Atravesó el garaje del Esquire y salió a una calle lateral que daba la vuelta
hasta el frente del hotel y terminaba pocos metros a la izquierda de la entrada
principal. Había un policía cerca de la puerta, dándole la espalda, bebiendo café
y hablando por teléfono. Sydney sintió el peso de la pistola en su bolsillo —
como si el arma oculta fuera a llamar más la atención que una chica perdida con
chaqueta roja y un enorme perro negro—, pero el policía nunca se dio vuelta.
Era tarde y circulaban pocos vehículos por la calle; el tráfico iba aletargándose
conforme avanzaba la noche, y Sydney y Dol cruzaron la calle a la carrera sin
ser vistos.
Sydney sabía con exactitud a dónde se dirigía.
Serena no le había dicho que se fuera a casa. No le había dicho que escapara.
Le había dicho que fuera a algún lugar seguro. Y para Sydney, durante la
semana, seguro había dejado de ser un lugar y había pasado a ser una persona.

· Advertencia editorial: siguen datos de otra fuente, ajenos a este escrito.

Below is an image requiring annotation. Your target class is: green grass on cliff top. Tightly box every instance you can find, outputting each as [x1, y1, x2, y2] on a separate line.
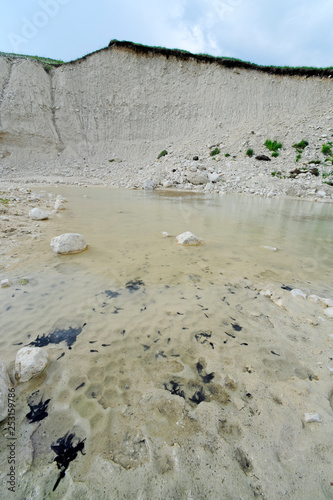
[0, 40, 333, 72]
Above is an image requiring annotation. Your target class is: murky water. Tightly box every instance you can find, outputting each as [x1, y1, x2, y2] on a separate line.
[0, 187, 333, 499]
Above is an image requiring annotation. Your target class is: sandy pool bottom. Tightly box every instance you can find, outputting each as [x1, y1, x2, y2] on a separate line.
[0, 186, 333, 499]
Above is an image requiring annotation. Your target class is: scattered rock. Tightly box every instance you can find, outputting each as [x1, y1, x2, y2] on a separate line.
[54, 200, 66, 210]
[208, 172, 221, 182]
[308, 295, 320, 304]
[319, 297, 333, 307]
[50, 233, 88, 254]
[0, 360, 11, 422]
[15, 347, 49, 382]
[324, 307, 333, 319]
[290, 288, 307, 299]
[162, 181, 173, 187]
[262, 245, 277, 252]
[186, 172, 209, 186]
[54, 194, 67, 210]
[1, 279, 11, 288]
[176, 231, 201, 245]
[29, 208, 49, 220]
[304, 413, 322, 424]
[142, 179, 156, 191]
[256, 155, 271, 161]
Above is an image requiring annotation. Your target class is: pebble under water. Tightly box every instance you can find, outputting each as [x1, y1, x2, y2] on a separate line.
[0, 187, 333, 499]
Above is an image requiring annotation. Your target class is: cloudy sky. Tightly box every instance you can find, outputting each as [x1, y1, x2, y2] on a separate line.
[0, 0, 333, 67]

Específicamente, su lugar seguro había pasado a ser Victor.
Y por eso Sydney corrió hacia el único lugar donde sabía que Victor iba a estar (al menos, según el perfil que le había hecho subir esa noche a la base de
datos de la policía, el que había leído una decena de veces mientras esperaba y se
armaba de coraje para pulsar el botón de «Publicar»).
El edificio en construcción Falcon Price.
La obra parecía una mancha oscura en la ciudad, como una sombra entre las
luces callejeras. Estaba rodeada por un cerco delgado de madera, paredes de dos
pisos, de las que a la gente le encantaba vandalizar porque eran provisionales y a
la vez sumamente visibles. El cerco estaba empapelado con anuncios y carteles,
alguna muestra de arte callejero aquí y allá, y un logo de la constructora.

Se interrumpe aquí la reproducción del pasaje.